In the poem "Sweeney Among the Nightigales," why does poet T. S. Eliot appreciate the character Sweeney?
It can be said that in the poem "Sweeney Among the Nightingales," poet T. S. Eliot shows an appreciation for the fallen character Apeneck Sweeney in his predicament simply because Eliot knows the poem represents an honest portrayal of a weak man in such a predicament.

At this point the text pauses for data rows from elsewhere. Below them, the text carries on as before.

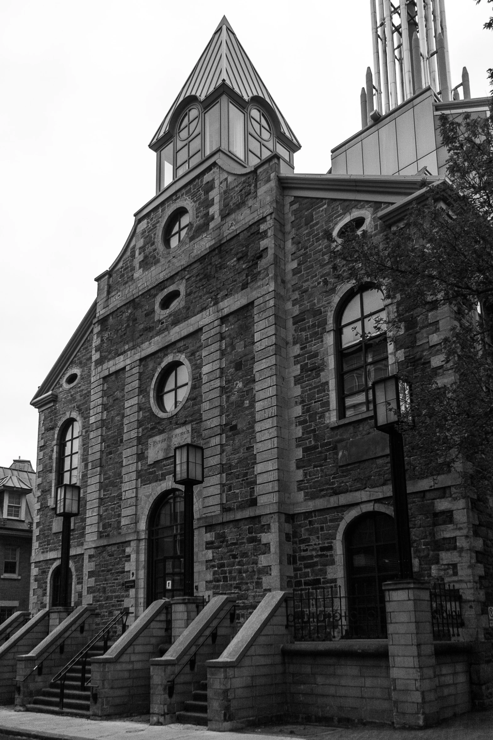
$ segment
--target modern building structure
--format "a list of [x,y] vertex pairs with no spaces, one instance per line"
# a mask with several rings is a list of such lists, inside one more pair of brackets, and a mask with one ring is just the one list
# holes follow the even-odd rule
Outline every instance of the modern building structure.
[[[421,14],[425,6],[432,20],[436,8],[441,10],[443,29],[441,0],[400,7]],[[374,33],[378,27],[374,23]],[[420,26],[419,36],[423,33]],[[464,678],[469,664],[464,667],[463,660],[452,658],[446,675],[452,676],[455,693],[449,692],[453,701],[442,702],[446,691],[437,676],[446,670],[438,670],[441,658],[432,660],[429,632],[423,638],[426,649],[416,653],[419,676],[398,676],[421,687],[419,701],[408,697],[406,704],[404,694],[394,696],[398,682],[391,689],[392,671],[404,665],[394,661],[395,646],[408,637],[409,645],[421,645],[423,635],[418,630],[416,643],[409,633],[387,648],[384,640],[387,627],[398,619],[389,616],[393,597],[387,596],[386,607],[382,584],[395,579],[398,568],[388,441],[374,428],[371,383],[417,358],[446,378],[441,342],[450,314],[424,309],[419,332],[391,342],[385,332],[391,306],[378,286],[353,284],[330,251],[329,238],[337,239],[350,222],[376,236],[398,223],[424,189],[439,181],[443,157],[436,138],[437,112],[453,106],[486,109],[484,101],[451,103],[443,90],[441,97],[431,73],[430,87],[421,91],[416,76],[412,89],[409,79],[404,77],[402,102],[392,97],[390,85],[387,112],[381,110],[375,121],[334,150],[331,172],[298,175],[294,156],[300,144],[222,18],[152,139],[156,194],[137,212],[114,263],[96,278],[96,300],[32,401],[40,413],[33,613],[56,604],[61,535],[54,508],[61,483],[78,485],[81,491],[72,533],[74,614],[97,609],[110,619],[126,609],[136,634],[163,599],[171,599],[174,609],[194,601],[182,598],[183,491],[173,478],[174,448],[191,442],[204,448],[205,474],[194,490],[195,593],[220,605],[204,610],[212,620],[208,625],[220,613],[222,619],[226,611],[220,610],[229,609],[228,599],[234,599],[235,619],[246,629],[237,636],[247,635],[240,639],[245,640],[242,647],[234,640],[236,648],[230,645],[222,660],[211,664],[211,675],[229,680],[221,671],[234,665],[238,680],[246,681],[241,660],[259,633],[255,629],[271,625],[271,634],[282,632],[282,632],[288,612],[281,618],[276,610],[293,588],[312,589],[313,603],[316,588],[340,605],[338,610],[332,604],[333,642],[371,636],[384,645],[378,648],[383,652],[377,650],[375,673],[364,678],[354,656],[346,661],[356,666],[358,680],[367,679],[370,693],[356,700],[349,690],[341,691],[338,696],[344,695],[345,704],[336,706],[325,696],[325,709],[317,705],[305,714],[386,721],[393,716],[404,724],[404,716],[415,716],[421,718],[417,724],[424,724],[425,717],[436,721],[470,707],[472,690],[478,705],[486,702],[493,677],[486,670]],[[432,580],[460,590],[460,640],[474,644],[476,663],[486,665],[493,637],[487,611],[493,573],[483,554],[490,551],[492,533],[478,525],[480,510],[491,517],[491,501],[480,500],[452,472],[409,480],[408,491],[415,577],[418,583]],[[395,597],[408,605],[411,626],[420,622],[420,604],[429,610],[429,588],[408,584]],[[357,599],[356,616],[350,615],[342,626],[343,614],[354,611]],[[256,617],[254,628],[248,617],[256,608],[264,621]],[[454,611],[458,619],[458,608],[446,605],[442,616],[452,618]],[[216,616],[209,616],[214,609]],[[308,615],[310,607],[302,606],[300,613],[304,609]],[[205,622],[204,616],[194,633],[197,640]],[[180,703],[177,693],[172,698],[176,676],[166,670],[183,656],[195,655],[180,639],[177,657],[169,651],[152,661],[149,690],[156,722],[176,719],[174,704],[163,703],[166,696]],[[106,686],[104,670],[116,665],[117,653],[124,653],[119,650],[110,651],[106,662],[101,658],[93,664],[93,671],[100,667],[97,680],[93,673],[93,692],[105,698],[99,703],[96,698],[91,712],[104,713],[111,704],[110,689],[101,687]],[[426,650],[431,653],[425,666],[420,661]],[[276,656],[280,654],[279,648]],[[276,666],[274,673],[281,670]],[[286,699],[286,687],[296,683],[296,669],[290,679],[282,670],[279,696],[284,699],[270,705],[271,716],[282,713],[282,706],[298,701],[302,707],[306,699]],[[20,703],[32,698],[21,687],[29,675],[18,671]],[[248,686],[256,685],[248,680]],[[383,682],[373,695],[372,681]],[[225,729],[242,716],[258,716],[254,708],[250,715],[239,709],[234,715],[232,694],[228,701],[222,719],[211,710],[210,727]],[[412,701],[415,709],[409,708]],[[304,714],[302,708],[293,711]]]
[[0,624],[29,609],[35,480],[30,460],[0,468]]

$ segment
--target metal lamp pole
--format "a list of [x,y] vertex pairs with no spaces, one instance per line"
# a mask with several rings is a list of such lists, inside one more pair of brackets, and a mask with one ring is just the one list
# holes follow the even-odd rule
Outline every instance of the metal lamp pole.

The poem "Sweeney Among the Nightingales" is about a man named Sweeney being seduced in a brothel by two prostitutes. Though Sweeney tries to escape, he succumbs in the end, making Sweeney an antihero. Eliot depicts Sweeney's fall in the brothel through using allusions to Agamemnon's fall in both Homer's Odyssey and Aeschylus's Agamemnon (eNotes, "Themes and Meanings"). Agamemnon was King of Argos and commander of the Greek army in the Trojan war and recognized as a very powerful and noble warrior. However, when he returned home after the war, his wife Clytemnestra murdered both him and his war prize mistress Cassandra (Encyclopaedia Britannica, "Agamemnon").
We especially see Eliot likening Sweeney's fall to the prostitutes to Agamemnon's fall in the final stanza:
And sand within the bloody wood
When Agamemnon cried aloud
And let their liquid siftings fall
To stain the stiff dishonoured shroud.
We also know Sweeney tried to escape the prostitutes due to the lines "[l]eaves the room and reappears / Outside the window." However, we also know Sweeney did not successfully remain outside of the brothel because the phrase "stiff dishonoured shroud" can be interpreted as having sexual connotations and references to the loss of sexual virtue.
We can particularly see Eliot's appreciation for Sweeney displayed in his comparisons of Sweeney to Agamemnon. Though both were fallen men, they are also heroes and therefore worthy of appreciation.